Siamo abituati a vedere i popoli asiatici con le mascherine in ogni circostanza: anche noi dovremo adeguarci? "Personalmente sono dell'idea che se continuiamo a perseguire questo modello di sviluppo le mascherine saranno imprescindibili. Se davvero non le vogliamo, dovremmo iniziare a cambiare sistema produttivo e stili di vita. Un ricercatore di Stanford, Marshall Bruke, ha calcolato che il calo delle emissioni dovuto al lockdown potrebbe salvare 80mila vite nella sola Cina, oltre 20 volte i numeri dichiarati da Pechino, un dato persino superiore delle vittime attualmente causate dal Covid-19 in tutto il mondo. Il nord Italia è tra le zone con l'aria più inquinata d'Europa mentre le emissioni di Pm2.5 e Pm10 determinano la morte prematura di 9 milioni di persone all'anno, due volte quello che fanno le sigarette. Purtroppo tra i leader globali e italiani più influenti, c'è ancora chi pensa che un tale cambiamento strutturale non sia una priorità, nonostante gli studi mostrino come la devastazione degli ecosistemi sia una delle principali cause di pandemia".
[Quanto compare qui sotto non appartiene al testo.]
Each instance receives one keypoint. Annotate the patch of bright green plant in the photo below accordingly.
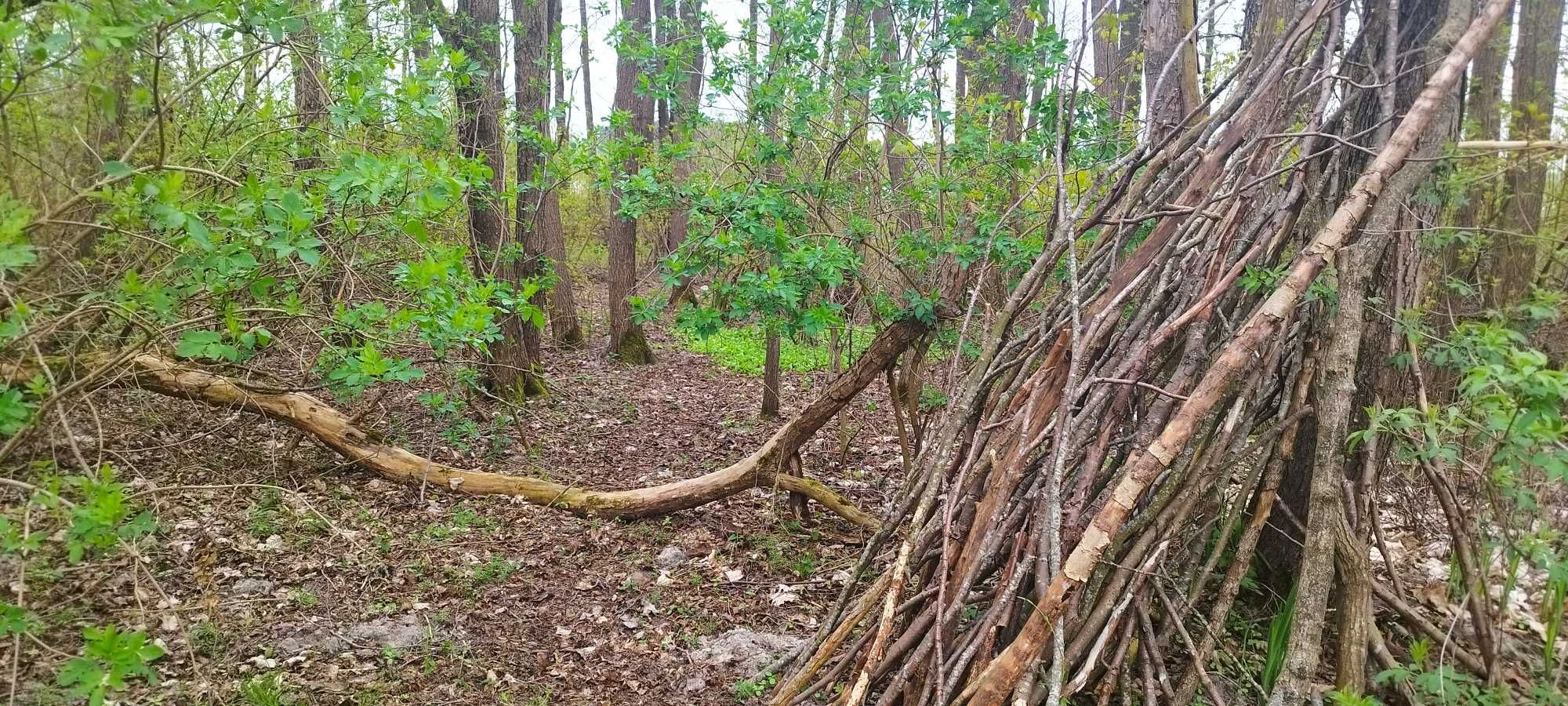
(744, 349)
(109, 661)
(1279, 642)
(266, 691)
(495, 572)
Si parla tanto di "modello Corea del Sud": in cosa consiste, potrebbe essere applicato anche da noi?

"Il modello coreano è stato molto differente da quello cinese in quanto ha fatto tesoro delle proprie vicissitudini, perfezionandosi a seguito delle numerose epidemie che hanno colpito il Paese negli ultimi 20 anni (Sars, 2002; Aviaria, 2013; Mers, 2015; Peste suina africana 2019). Interventi rapidi hanno preceduto lo scoppio della crisi con app e innovazioni tecnologiche, test diffusi, tracciamento dei contatti e supporto dei cittadini. La Corea ha mostrato che è possibile sconfiggere il Covid-19 senza bloccare l'economia e senza un lungo isolamento di massa, tuttavia, gli esperti sono scettici su una possibile replicabilità del modello in tutto il mondo, soprattutto dal punto di vista politico. Il primo ingrediente fondamentale per tale sistema è infatti la volontà politica, mentre il secondo è la volontà pubblica".

Perché la maggior parte delle grandi epidemie nascono in Asia?

"Non è proprio così. Pensiamo all'influenza spagnola che si diffuse in Spagna nel 1918 e ritroviamo anche in Nord America nel 2009 sotto il nome di "febbre suina", che causò quasi 300mila vittime diffondendosi in oltre 200 paesi. Il Mers (forma di coronavirus) esplose nel 2015 in Medio Oriente, mentre l'Ebola è stata riscontrata a partire dagli anni'70 e ha l'epicentro nell'Africa centrale. La peste accompagnò invece interi secoli della storia europea. Se tra queste epidemie zoonotiche consideriamo anche i morbi della mucca pazza in Italia, capiamo che lo sviluppo dei virus non è meramente una questione geografica. Secondo l'Università di Roma, quasi tutte le recenti epidemie sono dipese da alta densità di popolazione, aumento di commercio, caccia di animali selvatici e cambiamenti ambientali, quali la deforestazione e l'aumento degli allevamenti intensivi specialmente in aree ricche di biodiversità".